Personal Access Token
- In Databricks, click your user avatar in the top-right corner.
- Select Settings.
- Go to Developer → Access Tokens.
- Click Generate New Token.
- Enter a comment (e.g.,
Roundtable read access) and set an expiration. - Click Generate and copy the token.
The token is only shown once. Copy it immediately and store it securely. If you lose it, you'll need to generate a new one.
Step 2: Add the Connection in Roundtable
- Go to your Roundtable organization's Settings → Connections.
- Click Add Connection.
- Select Databricks as the connection type.
- Fill in the required fields:
| Field | Description | Example |
|---|---|---|
| Connection Name | A friendly label for this connection | Production Databricks |
| Host | Databricks workspace URL (without https://) | dbc-a1b2c3d4-e5f6.cloud.databricks.com |
| HTTP Path | SQL warehouse or cluster connection path | /sql/1.0/warehouses/abcdef1234567890 |
| Catalog | Unity Catalog name | analytics |
| Token | Personal access token | dapi•••••••••••••••• |
- Click Save.
Step 3: Test the Connection
After saving, click the Test Connection button. Roundtable will:
- Connect to your Databricks workspace using the provided host and token.
- Verify that the SQL warehouse is reachable via the HTTP path.
- Confirm that the catalog exists and the token has query permissions.
Common test failures and their fixes:
| Error | Cause | Fix |
|---|---|---|
Authentication failed | Invalid or expired token | Generate a new personal access token |
Could not connect to host | Incorrect host URL | Verify the workspace URL in your browser |
HTTP Path not found | Wrong path or warehouse is stopped | Check the path in Connection Details; start the warehouse |
Catalog not found | Incorrect catalog name | Verify the catalog name in Databricks Data Explorer |
Make sure your Databricks SQL warehouse is running before testing the connection. Serverless warehouses may auto-start, but classic warehouses need to be started manually.
Step 4: Attach to a Workspace
- Open the workspace where you want Databricks access.
- Go to Settings → Connections.
- Select your Databricks connection from the dropdown.
- Click Save.
The query_databricks tool is now active in this workspace.
Example: Querying Your Data
Once the connection is live, workspace members can ask the AI to query Databricks in natural language:
User:
List all tables in the analytics catalog and show me the top 10 rows from the events table.
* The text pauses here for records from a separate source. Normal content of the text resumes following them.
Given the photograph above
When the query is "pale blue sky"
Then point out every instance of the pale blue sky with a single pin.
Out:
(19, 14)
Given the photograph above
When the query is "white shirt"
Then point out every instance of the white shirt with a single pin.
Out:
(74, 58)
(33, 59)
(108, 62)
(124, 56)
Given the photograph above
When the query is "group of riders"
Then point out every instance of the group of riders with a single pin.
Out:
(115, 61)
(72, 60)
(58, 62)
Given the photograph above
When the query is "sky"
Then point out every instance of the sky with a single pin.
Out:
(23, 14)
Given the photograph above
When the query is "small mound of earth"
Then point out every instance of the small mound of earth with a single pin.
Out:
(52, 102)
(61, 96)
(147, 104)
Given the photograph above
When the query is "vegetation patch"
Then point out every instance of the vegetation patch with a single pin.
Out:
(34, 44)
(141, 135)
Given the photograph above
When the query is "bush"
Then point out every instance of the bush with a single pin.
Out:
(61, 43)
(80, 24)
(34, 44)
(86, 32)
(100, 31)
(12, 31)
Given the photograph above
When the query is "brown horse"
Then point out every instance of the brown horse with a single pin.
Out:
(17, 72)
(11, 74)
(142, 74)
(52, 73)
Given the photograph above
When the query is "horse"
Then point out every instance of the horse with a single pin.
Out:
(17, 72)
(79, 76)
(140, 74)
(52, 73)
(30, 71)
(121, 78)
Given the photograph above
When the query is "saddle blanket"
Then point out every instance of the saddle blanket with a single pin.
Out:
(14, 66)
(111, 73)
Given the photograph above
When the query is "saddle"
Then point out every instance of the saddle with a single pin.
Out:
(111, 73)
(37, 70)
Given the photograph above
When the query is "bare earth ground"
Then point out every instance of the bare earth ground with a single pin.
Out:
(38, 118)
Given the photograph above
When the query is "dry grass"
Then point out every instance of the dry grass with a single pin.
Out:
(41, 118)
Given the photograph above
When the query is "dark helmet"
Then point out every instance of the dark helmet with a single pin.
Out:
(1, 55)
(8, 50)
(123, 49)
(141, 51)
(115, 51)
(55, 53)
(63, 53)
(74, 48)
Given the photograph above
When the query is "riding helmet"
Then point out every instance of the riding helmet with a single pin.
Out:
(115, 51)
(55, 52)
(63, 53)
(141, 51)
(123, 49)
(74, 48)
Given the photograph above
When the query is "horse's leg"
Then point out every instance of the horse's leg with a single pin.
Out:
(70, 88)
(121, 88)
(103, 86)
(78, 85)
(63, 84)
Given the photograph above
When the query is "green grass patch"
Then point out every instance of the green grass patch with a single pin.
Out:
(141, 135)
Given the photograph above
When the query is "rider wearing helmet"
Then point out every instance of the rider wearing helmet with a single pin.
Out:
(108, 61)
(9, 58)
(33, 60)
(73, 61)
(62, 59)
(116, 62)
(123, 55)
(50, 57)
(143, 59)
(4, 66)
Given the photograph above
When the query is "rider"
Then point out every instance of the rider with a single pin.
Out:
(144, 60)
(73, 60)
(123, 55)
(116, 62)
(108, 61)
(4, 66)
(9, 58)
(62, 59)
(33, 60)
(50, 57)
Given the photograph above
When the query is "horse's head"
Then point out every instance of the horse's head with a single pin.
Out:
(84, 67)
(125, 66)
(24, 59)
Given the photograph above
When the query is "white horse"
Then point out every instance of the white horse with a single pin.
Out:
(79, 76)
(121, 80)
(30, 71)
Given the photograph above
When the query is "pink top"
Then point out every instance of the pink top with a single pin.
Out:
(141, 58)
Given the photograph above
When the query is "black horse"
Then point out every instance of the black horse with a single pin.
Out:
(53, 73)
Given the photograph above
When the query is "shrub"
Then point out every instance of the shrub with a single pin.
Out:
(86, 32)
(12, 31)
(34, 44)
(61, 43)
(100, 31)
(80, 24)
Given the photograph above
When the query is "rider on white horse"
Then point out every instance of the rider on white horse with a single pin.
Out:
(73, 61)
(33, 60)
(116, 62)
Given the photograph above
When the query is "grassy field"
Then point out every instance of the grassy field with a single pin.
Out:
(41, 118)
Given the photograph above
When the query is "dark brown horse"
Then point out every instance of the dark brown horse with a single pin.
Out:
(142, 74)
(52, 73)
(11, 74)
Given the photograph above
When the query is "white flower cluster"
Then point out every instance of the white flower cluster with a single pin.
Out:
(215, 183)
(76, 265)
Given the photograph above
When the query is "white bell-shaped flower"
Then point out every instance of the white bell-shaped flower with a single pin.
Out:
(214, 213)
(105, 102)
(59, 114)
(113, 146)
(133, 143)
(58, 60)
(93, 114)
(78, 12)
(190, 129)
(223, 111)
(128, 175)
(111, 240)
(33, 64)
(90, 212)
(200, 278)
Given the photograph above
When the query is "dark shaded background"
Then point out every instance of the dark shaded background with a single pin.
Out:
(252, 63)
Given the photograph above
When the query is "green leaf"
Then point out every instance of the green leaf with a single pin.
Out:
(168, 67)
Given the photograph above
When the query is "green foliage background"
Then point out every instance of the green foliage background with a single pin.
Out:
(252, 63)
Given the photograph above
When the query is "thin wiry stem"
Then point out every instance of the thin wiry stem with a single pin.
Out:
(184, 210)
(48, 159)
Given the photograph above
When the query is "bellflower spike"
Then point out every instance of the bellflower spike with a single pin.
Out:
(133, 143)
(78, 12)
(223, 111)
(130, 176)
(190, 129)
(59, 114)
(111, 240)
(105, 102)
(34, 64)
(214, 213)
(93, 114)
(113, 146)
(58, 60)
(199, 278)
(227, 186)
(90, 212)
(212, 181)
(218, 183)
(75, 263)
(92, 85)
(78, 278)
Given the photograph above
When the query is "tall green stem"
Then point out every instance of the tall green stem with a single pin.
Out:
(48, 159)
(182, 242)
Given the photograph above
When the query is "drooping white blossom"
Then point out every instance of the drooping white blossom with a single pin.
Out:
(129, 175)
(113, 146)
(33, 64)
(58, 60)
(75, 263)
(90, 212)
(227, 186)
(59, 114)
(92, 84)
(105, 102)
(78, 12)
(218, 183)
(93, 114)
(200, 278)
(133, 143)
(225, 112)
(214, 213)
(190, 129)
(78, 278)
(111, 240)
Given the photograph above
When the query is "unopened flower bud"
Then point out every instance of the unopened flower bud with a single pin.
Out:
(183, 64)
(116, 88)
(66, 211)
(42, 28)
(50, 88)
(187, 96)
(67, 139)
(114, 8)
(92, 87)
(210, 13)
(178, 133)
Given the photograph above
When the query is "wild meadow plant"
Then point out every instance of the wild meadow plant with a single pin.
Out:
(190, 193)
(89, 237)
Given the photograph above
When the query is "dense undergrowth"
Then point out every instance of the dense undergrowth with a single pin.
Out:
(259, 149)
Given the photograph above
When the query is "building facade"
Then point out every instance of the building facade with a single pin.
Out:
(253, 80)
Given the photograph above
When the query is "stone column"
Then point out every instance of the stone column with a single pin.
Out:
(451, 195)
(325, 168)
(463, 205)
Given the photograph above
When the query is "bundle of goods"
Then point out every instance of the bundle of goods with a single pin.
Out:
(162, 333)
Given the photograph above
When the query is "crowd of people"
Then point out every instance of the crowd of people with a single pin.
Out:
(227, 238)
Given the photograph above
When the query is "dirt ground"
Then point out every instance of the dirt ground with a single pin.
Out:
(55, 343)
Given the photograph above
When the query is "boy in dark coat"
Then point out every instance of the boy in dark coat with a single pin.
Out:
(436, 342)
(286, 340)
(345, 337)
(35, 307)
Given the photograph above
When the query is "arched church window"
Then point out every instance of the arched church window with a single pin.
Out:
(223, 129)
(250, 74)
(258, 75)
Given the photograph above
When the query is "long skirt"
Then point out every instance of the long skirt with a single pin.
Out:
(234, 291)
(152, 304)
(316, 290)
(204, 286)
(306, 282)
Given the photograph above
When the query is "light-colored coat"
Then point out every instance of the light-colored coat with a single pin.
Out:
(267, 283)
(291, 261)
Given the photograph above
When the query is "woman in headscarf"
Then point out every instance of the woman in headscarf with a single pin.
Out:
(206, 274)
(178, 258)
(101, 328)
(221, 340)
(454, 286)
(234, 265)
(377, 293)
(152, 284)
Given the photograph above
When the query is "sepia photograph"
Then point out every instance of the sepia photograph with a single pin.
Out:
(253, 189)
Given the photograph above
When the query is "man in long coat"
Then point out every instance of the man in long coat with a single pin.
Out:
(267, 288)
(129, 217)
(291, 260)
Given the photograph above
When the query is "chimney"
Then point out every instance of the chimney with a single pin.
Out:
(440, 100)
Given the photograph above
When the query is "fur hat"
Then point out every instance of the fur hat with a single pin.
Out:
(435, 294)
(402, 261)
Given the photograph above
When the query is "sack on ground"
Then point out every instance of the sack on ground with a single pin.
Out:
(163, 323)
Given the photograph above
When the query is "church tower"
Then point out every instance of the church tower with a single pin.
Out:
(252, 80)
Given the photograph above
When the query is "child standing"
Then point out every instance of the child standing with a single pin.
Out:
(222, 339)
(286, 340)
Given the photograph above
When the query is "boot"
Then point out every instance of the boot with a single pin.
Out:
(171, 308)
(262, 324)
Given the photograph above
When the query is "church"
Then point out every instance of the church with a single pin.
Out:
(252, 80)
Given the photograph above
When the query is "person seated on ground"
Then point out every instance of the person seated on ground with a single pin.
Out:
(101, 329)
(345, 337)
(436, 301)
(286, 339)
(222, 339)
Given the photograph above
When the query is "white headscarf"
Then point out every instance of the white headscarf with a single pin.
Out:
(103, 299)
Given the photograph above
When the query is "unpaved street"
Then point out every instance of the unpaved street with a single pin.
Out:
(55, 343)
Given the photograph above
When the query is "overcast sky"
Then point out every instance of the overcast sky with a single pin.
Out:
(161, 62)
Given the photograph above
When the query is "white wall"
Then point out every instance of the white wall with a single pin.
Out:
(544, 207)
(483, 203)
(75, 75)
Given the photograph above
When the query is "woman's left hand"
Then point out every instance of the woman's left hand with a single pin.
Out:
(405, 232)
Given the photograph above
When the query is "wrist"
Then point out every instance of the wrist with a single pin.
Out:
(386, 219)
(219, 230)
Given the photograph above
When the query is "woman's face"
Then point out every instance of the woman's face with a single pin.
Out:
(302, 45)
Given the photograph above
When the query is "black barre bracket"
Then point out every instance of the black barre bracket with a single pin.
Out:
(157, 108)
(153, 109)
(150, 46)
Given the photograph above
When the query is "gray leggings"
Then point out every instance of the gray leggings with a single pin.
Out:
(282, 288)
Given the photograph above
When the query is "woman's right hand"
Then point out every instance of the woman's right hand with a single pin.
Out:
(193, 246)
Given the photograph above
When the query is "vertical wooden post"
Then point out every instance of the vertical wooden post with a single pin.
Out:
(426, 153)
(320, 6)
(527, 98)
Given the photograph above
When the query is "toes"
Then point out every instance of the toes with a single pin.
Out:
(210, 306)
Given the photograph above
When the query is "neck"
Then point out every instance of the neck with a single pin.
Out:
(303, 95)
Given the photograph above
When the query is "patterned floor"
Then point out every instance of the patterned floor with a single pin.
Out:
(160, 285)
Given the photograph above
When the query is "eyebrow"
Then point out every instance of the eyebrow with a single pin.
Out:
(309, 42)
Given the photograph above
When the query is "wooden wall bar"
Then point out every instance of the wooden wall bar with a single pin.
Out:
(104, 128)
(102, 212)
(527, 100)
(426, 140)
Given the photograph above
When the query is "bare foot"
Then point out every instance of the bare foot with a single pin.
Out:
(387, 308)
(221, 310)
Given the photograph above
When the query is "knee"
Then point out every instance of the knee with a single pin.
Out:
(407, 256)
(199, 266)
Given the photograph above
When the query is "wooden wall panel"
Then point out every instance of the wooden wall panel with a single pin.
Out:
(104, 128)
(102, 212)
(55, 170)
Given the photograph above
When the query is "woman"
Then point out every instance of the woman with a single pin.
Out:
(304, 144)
AI response (using query_databricks):
The AI will:
- Run a discovery query:
SHOW TABLES IN analytics.default;
- Then fetch sample data:
SELECT *FROM analytics.default.eventsLIMIT 10;
- Return the table list and sample rows in a formatted summary.
Another example:
User:
What's the conversion rate from signup to first purchase by channel this quarter?
AI response:
SELECT
signup_channel,
COUNT(DISTINCT s.user_id) AS signups,
COUNT(DISTINCT p.user_id) AS purchasers,
ROUND(COUNT(DISTINCT p.user_id) * 100.0 / COUNT(DISTINCT s.user_id), 2) AS conversion_rate
FROM analytics.default.signups s
LEFT JOIN analytics.default.purchases p
ON s.user_id = p.user_id
AND p.purchase_date >= s.signup_date
AND p.purchase_date <= DATE_ADD(s.signup_date, 90)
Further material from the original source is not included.